A diplomacia é uma das carreiras públicas mais sofisticadas. O Brasil tem uma tradição de mais do que adequada formação de seus quadros, feita pelo Itamaraty, preservada a denominação do verdadeiro palácio que hospedava o Ministério das Relações Exteriores do Brasil. É um preparo esmerado, cujo resultado é um conjunto de diplomatas muito erudito, muito técnico, até muito sofisticado.
A tradição diplomática tupiniquim é um dos únicos motivos de orgulho da República. Seus profissionais são de primeiríssima qualidade e, ressalvado algum raro equívoco perpetrado por um transitório plantonista do Planalto, não há como errar na indicação do Ministro das Relações Exteriores.
A História tem confirmado a excelência desse pessoal. Personalidades muito distinguidas têm servido ao Brasil em postos no exterior e muitos episódios dão conta do êxito da grande Escola de Relações Exteriores mantida pelo Itamaraty.
Certa feita, Medeiros e Albuquerque, cujo nome completo era José Joaquim de Campos da Costa de Medeiros e Albuquerque (1867-1934), homem público também jornalista, professor, político, poeta, contista, orador, romancista, literato, teatrólogo, ensaísta e memorialista brasileiro, foi a Washington, onde o Embaixador do Brasil era Domício da Gama, na verdade Domício Afonso Forneiro (1862-1925), outro famoso jornalista, diplomata e escritor brasileiro.
Assim que chegou à capital dos Estados Unidos, Medeiros e Albuquerque foi visitar o amigo na Embaixada do Brasil. Ali encontrou o Embaixador excessivamente solene em seu traje de cerimônia. Casaca escura, colete, gravata preta sobre o peito duro da camisa. Nada obstante, o calor em Washington era canicular e sacrificava todos os viventes.
Medeiros estranhou que Domício não relaxasse e viesse a adotar traje menos requintado. Afinal, imaginava qual seria a situação do corpo do amigo sob aquela armadura.

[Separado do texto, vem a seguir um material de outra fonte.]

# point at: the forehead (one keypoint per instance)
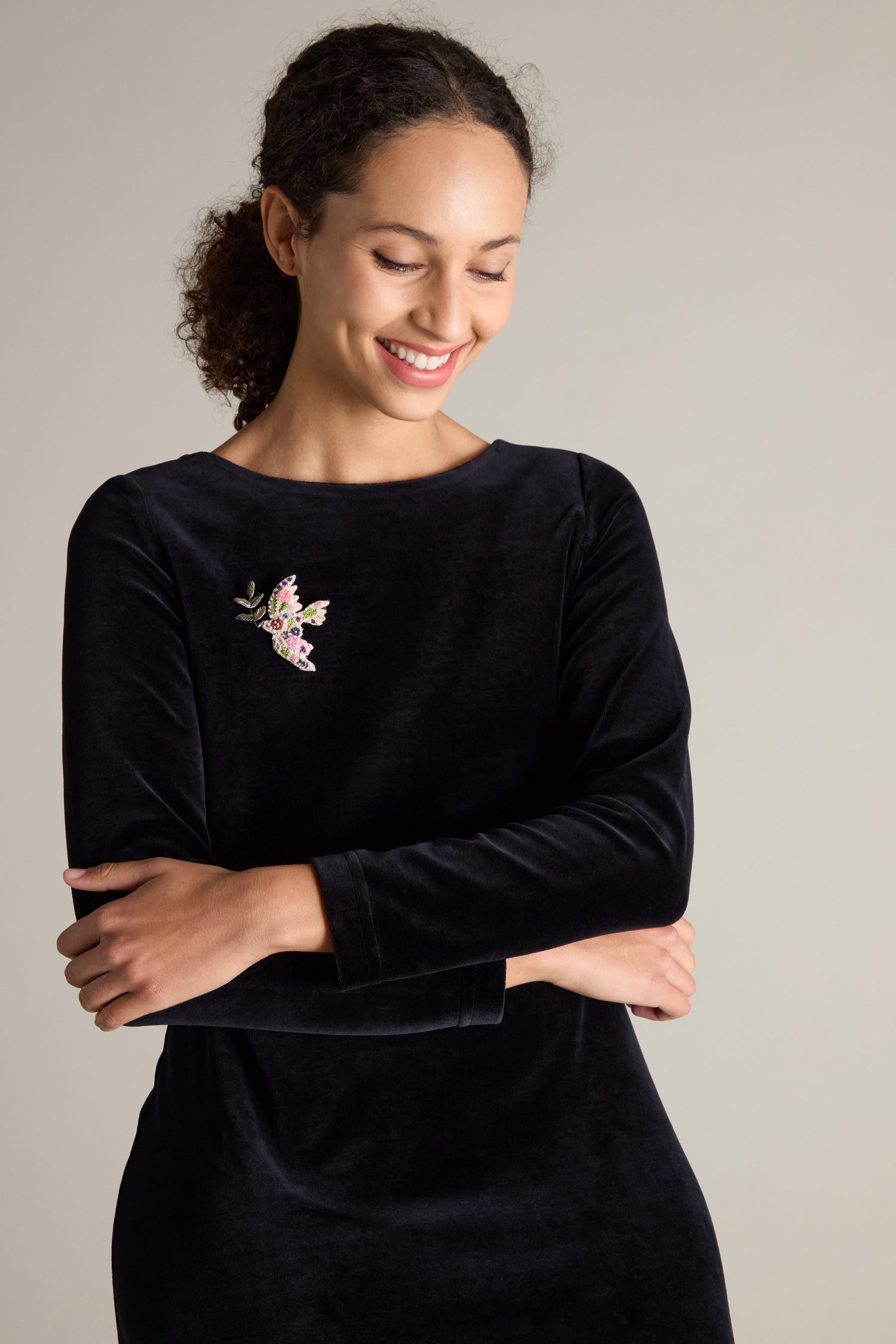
(444, 182)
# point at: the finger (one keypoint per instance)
(686, 929)
(79, 936)
(672, 1004)
(88, 966)
(682, 980)
(673, 940)
(103, 991)
(125, 1008)
(113, 877)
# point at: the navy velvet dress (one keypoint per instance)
(460, 698)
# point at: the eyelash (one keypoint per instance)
(407, 266)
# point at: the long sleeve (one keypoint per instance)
(133, 784)
(613, 855)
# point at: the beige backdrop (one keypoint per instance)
(705, 300)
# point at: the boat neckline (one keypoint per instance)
(281, 483)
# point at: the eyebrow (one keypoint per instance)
(428, 238)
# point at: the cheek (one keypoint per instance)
(360, 297)
(493, 315)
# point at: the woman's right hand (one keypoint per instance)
(648, 969)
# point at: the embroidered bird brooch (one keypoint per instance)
(285, 617)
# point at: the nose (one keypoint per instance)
(443, 311)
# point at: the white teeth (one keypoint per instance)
(417, 359)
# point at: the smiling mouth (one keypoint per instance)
(416, 358)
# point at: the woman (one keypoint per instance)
(375, 764)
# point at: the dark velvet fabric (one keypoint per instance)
(489, 759)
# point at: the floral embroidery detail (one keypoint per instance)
(284, 620)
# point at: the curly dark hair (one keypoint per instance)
(337, 101)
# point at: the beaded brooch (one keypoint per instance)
(284, 620)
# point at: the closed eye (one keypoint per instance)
(405, 268)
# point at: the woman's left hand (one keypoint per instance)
(182, 931)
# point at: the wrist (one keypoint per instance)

Todavia, Domício era uma dessas figuras formalistas, submetidas com prazer masoquista ao desconforto no uso de traje pesado e incômodo a uma temperatura tropical insuportável. Pessoas que existem na vida real, como teria sido o intelectual francês Alfred de Vigny, de quem Jules Sandeau afirmou que “não dava intimidade a ninguém, nem sequer a si próprio”...
Conversa vai, conversa vem, os amigos se entretêm ouvindo relatos sobre a situação brasileira, da qual Domício estava ausente, desde que assumira a representação do País junto à terra de Tio Sam.
Houve a recordação de outros companheiros e o diálogo não tinha fim. Até que, chegada a hora do almoço, Medeiros quis ir embora, mas Domício fez questão de tê-lo à mesa como seu convidado.
Medeiros já estava sem condições de permanecer sob aquele calor. Passava continuamente o lenço à testa e pescoço, tanto que já o ensopara. Domício, calmo e impassível, continuava entalado nos trajes severos.
Encaminharam-se para a mesa. Antes de se sentarem, observou o Embaixador:
- “Você sabe, amigo Medeiros e Albuquerque, ser a Embaixada um lugar cerimonioso, em que se não podem preterir certas formalidades”. Mas em sua homenagem, permito que você – excepcionalmente – tire o paletó, ponha-se em mangas de camisa”. E continuou: - “Vou fazer o mesmo, porque sinto que posso entrar em combustão dentro em breve...”
As praxes diplomáticas já arrefeceram nestes tempos em que a grosseria expulsa a polidez e os bons modos e se instaura a brutalidade dos selvagens, muitas vezes a sugerir que o projeto humano parece destinado ao fracasso.